Tenho certeza que nenhuma destas aulas contribuiu para que eu fosse um melhor cidadão ou um melhor profissional. Quanto à reza do terço foi o investimento mais incerto e arriscado que fiz na vida, cujo resultado só saberei quando morrer. Só aí, se houver paraíso, purgatório e inferno, saberei se aqueles oito anos de terços rezados cinco vezes por semana terão algum retorno.

Aprendi muito mais lendo o Tesouro da Juventude (uma coleção de livros com assuntos sortidos para jovens que era uma espécie de combinação de revista Galileu com Super Interessante. Mais ainda aprendi sendo escoteiro dos 14 aos 19 anos, do que na escola, bem como vendo meu avô trabalhar no hobby dele: radiotécnico.

Agravante: o ENEM obrigatório, além de cobrar mais tempo dos alunos (que poderia estar sendo utilizado em atividades mais produtivas ou mais prazerosas), ainda nos aumentarão os impostos cobrados em dinheiro para financiar essa farra, o que ainda aumentará mais o poder dos educatecas sobre as mentes dos jovens.

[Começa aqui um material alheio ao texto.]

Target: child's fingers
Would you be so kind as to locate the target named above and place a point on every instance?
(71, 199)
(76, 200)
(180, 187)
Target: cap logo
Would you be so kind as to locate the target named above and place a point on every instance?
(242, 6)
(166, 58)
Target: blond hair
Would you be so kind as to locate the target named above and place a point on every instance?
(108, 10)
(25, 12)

Além do mais, hoje, com a revolução eletrônica e de computação—cuja extensão verdadeira ainda não sabemos—é possível aprender, talvez, muito mais, com um computador ou um tablet ligados, do que ouvindo a cantilena de alguns professores que estudaram há mais de 15 anos em escolas ruins, tentando ensinar coisas ultrapassadas e/ou de pouquíssimo interesse ou utilidade.

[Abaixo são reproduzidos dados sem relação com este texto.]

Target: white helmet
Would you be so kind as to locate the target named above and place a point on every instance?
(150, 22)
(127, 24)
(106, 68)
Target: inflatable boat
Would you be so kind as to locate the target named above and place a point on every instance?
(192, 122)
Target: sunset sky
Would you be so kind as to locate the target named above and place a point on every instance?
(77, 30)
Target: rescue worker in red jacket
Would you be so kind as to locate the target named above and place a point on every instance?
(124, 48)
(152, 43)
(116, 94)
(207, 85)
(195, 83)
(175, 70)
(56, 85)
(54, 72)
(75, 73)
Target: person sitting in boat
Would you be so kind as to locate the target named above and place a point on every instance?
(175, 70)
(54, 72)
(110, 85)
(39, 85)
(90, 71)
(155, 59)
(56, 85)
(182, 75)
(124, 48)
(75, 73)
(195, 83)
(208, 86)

Quem quiser, pode, hoje, eletronicamente, ter acesso a inúmeros cursos e palestras feitas por cientistas e pesquisadores que estão nas fronteiras do conhecimento, sem pagar um tostão.

Assim, aqui vão duas perguntas para reflexão e eventual mobilização política: será que tornando o ENEM obrigatório e mantendo os estudantes por 220 dias de 365 na escola, teremos uma educação melhor? Os cidadãos serão mais felizes e o Brasil se desenvolverá mais se todos tiverem que fazer um exame anacrônico?